I am facing a problem to connect to an Azure MS SQL Server 2014 database in Apache Airflow 1.10.1 using pymssql. I want to use the MsSqlHook class provided by Airflow, for the convenience to create my connection in the Airflow UI, and then create a context manager for my connection using SqlAlchemy:
@contextmanager
def mssql_session(dt_conn_id):
sqla_engine = MsSqlHook(mssql_conn_id=dt_conn_id).get_sqlalchemy_engine()
session = sessionmaker(bind=sqla_engine)()
try:
yield session
except:
session.rollback()
raise
else:
session.commit()
finally:
session.close()
But when I do that, I have this error when I run a request :
sqlalchemy.exc.InterfaceError: (pyodbc.InterfaceError) ('IM002', '[IM002] [unixODBC][Driver Manager]Data source name not found, and no default driver specified (0) (SQLDriverConnect)') (Background on this error at: http://sqlalche.me/e/rvf5)
It seems come from pyodbc whereas I want to use pymssql (and in MsSqlHook, the method get_conn uses pymssql !)
I searched in the source code of Airflow the cause.

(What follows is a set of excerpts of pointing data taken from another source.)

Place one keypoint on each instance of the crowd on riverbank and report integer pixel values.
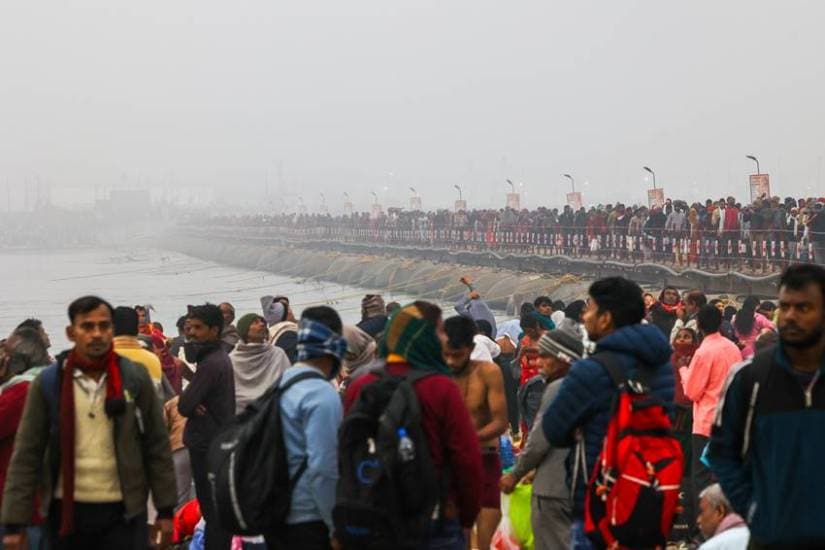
(766, 234)
(131, 438)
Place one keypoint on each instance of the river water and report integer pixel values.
(42, 284)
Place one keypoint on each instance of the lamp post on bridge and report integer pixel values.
(759, 183)
(655, 196)
(460, 204)
(513, 198)
(574, 198)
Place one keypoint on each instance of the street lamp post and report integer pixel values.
(572, 181)
(756, 160)
(652, 173)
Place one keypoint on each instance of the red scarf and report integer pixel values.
(670, 309)
(115, 405)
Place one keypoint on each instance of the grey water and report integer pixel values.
(42, 284)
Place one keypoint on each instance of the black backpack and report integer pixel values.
(382, 501)
(247, 466)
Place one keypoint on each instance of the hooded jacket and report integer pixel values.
(585, 397)
(768, 460)
(255, 367)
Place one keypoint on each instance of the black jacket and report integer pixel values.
(213, 386)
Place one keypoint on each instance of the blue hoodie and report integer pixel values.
(585, 397)
(777, 486)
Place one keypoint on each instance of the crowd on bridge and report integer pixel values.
(767, 233)
(423, 429)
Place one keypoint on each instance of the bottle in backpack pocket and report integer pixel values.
(508, 459)
(406, 448)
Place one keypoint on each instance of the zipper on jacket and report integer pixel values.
(809, 400)
(139, 418)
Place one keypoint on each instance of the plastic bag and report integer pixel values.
(503, 538)
(519, 514)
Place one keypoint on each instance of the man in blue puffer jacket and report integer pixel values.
(613, 320)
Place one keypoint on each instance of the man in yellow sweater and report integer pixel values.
(91, 444)
(127, 344)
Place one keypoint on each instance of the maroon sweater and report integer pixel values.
(450, 435)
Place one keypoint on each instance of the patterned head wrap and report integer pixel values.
(412, 337)
(317, 340)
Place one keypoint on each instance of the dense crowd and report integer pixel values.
(723, 233)
(620, 420)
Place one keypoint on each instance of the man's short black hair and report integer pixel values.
(709, 319)
(542, 301)
(484, 327)
(324, 315)
(27, 350)
(125, 321)
(87, 304)
(798, 276)
(209, 314)
(621, 297)
(31, 323)
(529, 321)
(574, 310)
(697, 298)
(460, 332)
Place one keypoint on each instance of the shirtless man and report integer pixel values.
(482, 387)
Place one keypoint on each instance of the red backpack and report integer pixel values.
(633, 492)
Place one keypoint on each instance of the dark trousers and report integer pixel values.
(98, 526)
(215, 537)
(510, 390)
(701, 477)
(312, 535)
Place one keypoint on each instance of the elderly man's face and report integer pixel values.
(670, 296)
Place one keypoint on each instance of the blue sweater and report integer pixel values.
(312, 413)
(778, 487)
(476, 310)
(585, 397)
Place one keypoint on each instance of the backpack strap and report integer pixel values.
(755, 379)
(50, 385)
(611, 362)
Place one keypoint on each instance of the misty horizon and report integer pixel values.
(269, 102)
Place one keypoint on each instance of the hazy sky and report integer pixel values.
(341, 94)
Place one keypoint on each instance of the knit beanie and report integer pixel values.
(562, 345)
(244, 323)
(373, 305)
(274, 311)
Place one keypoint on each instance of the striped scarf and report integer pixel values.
(412, 337)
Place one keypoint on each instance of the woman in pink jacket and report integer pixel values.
(748, 325)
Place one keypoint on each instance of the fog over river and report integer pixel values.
(42, 284)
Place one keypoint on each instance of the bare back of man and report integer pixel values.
(482, 387)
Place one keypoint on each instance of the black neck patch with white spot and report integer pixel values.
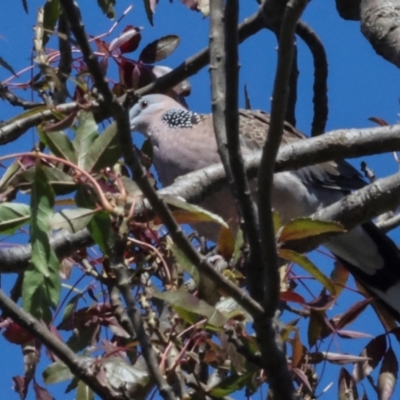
(181, 118)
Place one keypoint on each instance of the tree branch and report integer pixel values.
(123, 127)
(273, 359)
(195, 63)
(320, 86)
(197, 185)
(80, 367)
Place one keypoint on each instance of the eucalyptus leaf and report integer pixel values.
(13, 216)
(41, 284)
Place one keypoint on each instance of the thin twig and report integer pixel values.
(250, 26)
(273, 359)
(77, 364)
(197, 185)
(320, 86)
(14, 100)
(72, 13)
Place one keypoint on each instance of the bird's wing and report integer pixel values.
(338, 175)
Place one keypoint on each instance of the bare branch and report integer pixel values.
(12, 129)
(120, 115)
(248, 210)
(80, 367)
(380, 25)
(195, 186)
(195, 63)
(14, 100)
(320, 86)
(279, 376)
(270, 151)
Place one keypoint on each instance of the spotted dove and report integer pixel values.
(183, 141)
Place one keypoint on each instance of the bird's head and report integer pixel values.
(147, 112)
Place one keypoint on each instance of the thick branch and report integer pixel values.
(195, 186)
(380, 24)
(121, 118)
(273, 359)
(193, 64)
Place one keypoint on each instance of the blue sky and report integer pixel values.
(361, 85)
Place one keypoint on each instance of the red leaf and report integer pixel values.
(21, 386)
(159, 49)
(128, 41)
(347, 386)
(14, 333)
(352, 313)
(41, 393)
(374, 350)
(388, 375)
(292, 296)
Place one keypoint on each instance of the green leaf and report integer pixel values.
(72, 219)
(183, 262)
(302, 228)
(189, 213)
(186, 305)
(6, 65)
(100, 225)
(107, 6)
(83, 392)
(229, 385)
(56, 373)
(62, 182)
(41, 286)
(59, 144)
(11, 172)
(85, 136)
(50, 17)
(105, 150)
(13, 216)
(310, 267)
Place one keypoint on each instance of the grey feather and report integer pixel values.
(183, 141)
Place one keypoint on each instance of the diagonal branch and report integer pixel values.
(197, 185)
(273, 358)
(77, 364)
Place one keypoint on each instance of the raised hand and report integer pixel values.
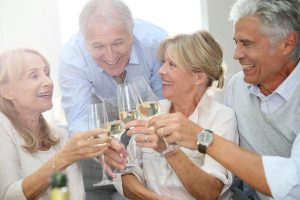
(145, 137)
(176, 128)
(115, 156)
(82, 146)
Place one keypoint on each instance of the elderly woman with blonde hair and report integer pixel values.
(191, 64)
(30, 149)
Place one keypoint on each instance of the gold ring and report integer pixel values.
(146, 139)
(162, 131)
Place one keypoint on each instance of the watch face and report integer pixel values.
(205, 137)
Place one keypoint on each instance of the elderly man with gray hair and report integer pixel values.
(111, 48)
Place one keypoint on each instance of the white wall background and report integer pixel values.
(46, 25)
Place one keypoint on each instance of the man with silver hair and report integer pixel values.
(265, 96)
(111, 48)
(266, 100)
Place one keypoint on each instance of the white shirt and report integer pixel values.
(17, 163)
(283, 174)
(272, 102)
(158, 175)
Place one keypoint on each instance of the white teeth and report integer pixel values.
(167, 83)
(247, 67)
(111, 63)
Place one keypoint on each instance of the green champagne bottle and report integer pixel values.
(59, 189)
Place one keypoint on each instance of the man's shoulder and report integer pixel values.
(144, 30)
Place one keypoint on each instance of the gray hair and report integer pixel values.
(278, 18)
(11, 69)
(115, 12)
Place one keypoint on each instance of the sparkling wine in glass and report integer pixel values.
(127, 106)
(148, 104)
(116, 128)
(98, 119)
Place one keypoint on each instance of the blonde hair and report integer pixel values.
(11, 69)
(197, 52)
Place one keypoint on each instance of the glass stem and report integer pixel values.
(104, 176)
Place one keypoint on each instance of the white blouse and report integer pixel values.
(157, 174)
(17, 163)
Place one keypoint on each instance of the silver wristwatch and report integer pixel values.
(204, 139)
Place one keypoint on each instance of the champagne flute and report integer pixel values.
(127, 102)
(98, 119)
(148, 104)
(116, 128)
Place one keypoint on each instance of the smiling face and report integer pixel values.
(262, 63)
(31, 93)
(178, 84)
(110, 46)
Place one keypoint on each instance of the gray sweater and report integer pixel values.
(265, 134)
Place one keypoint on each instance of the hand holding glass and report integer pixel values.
(98, 119)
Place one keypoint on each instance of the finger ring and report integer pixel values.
(146, 139)
(162, 131)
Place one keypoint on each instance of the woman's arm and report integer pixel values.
(76, 149)
(198, 183)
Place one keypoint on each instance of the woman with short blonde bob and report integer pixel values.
(30, 149)
(191, 64)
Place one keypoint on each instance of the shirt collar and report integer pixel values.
(285, 89)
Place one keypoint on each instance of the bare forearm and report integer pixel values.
(197, 182)
(40, 178)
(134, 189)
(245, 164)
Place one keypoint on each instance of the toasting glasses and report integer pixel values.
(116, 128)
(127, 102)
(148, 104)
(97, 116)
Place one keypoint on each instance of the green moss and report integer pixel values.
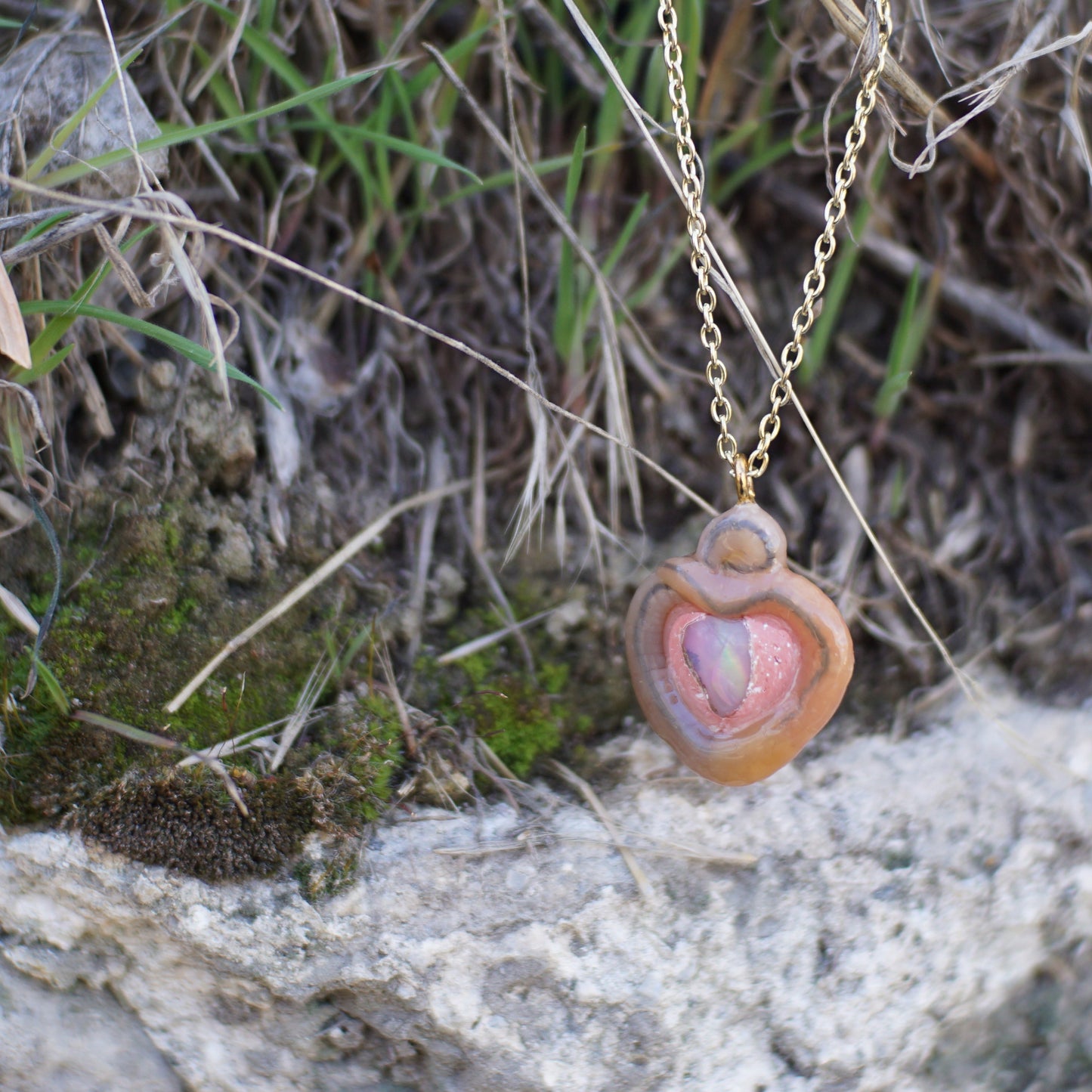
(522, 718)
(128, 636)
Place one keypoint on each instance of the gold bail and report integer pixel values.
(745, 484)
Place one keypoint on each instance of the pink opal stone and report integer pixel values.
(731, 672)
(718, 651)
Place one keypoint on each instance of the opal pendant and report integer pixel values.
(736, 660)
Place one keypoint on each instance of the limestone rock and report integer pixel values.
(48, 80)
(920, 918)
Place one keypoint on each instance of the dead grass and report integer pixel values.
(444, 187)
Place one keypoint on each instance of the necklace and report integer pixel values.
(736, 660)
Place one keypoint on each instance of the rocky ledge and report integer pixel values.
(917, 917)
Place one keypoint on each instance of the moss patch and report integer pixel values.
(149, 613)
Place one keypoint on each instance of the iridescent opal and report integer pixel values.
(718, 651)
(736, 660)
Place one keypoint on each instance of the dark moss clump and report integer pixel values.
(140, 616)
(187, 821)
(184, 818)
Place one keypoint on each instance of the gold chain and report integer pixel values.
(692, 177)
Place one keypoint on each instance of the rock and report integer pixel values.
(234, 554)
(918, 918)
(73, 1040)
(48, 80)
(221, 439)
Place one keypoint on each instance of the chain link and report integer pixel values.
(792, 355)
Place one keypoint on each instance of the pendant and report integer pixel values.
(736, 660)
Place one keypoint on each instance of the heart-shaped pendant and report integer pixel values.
(736, 660)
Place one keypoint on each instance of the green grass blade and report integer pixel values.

I noticed that the method get_uri from the class DbApiHook (from which is inherited MsSqlHook) builds the connection string passed to SqlAlchemy like this:
'{conn.conn_type}://{login}{host}/{conn.schema}'
But conn.conn_type is simply equal to 'mssql' whereas we need to specify the DBAPI as described here: https://docs.sqlalchemy.org/en/latest/core/engines.html#microsoft-sql-server (for example : 'mssql+pymssql://scott:tiger@hostname:port/dbname')
So, by default, I think it uses pyodbc. But how can I set properly the conn_type of the connection to 'mssql+pymssql' instead of 'mssql' ? In the Airflow IU, you can simply select SQL server in a dropdown list, but not set as you want :
To work around the issue, I overload the get_uri method from DbApiHook in a new class I created inherited from MsSqlHook, and in which I build my own connection string, but it's not clean at all...
Thanks for any help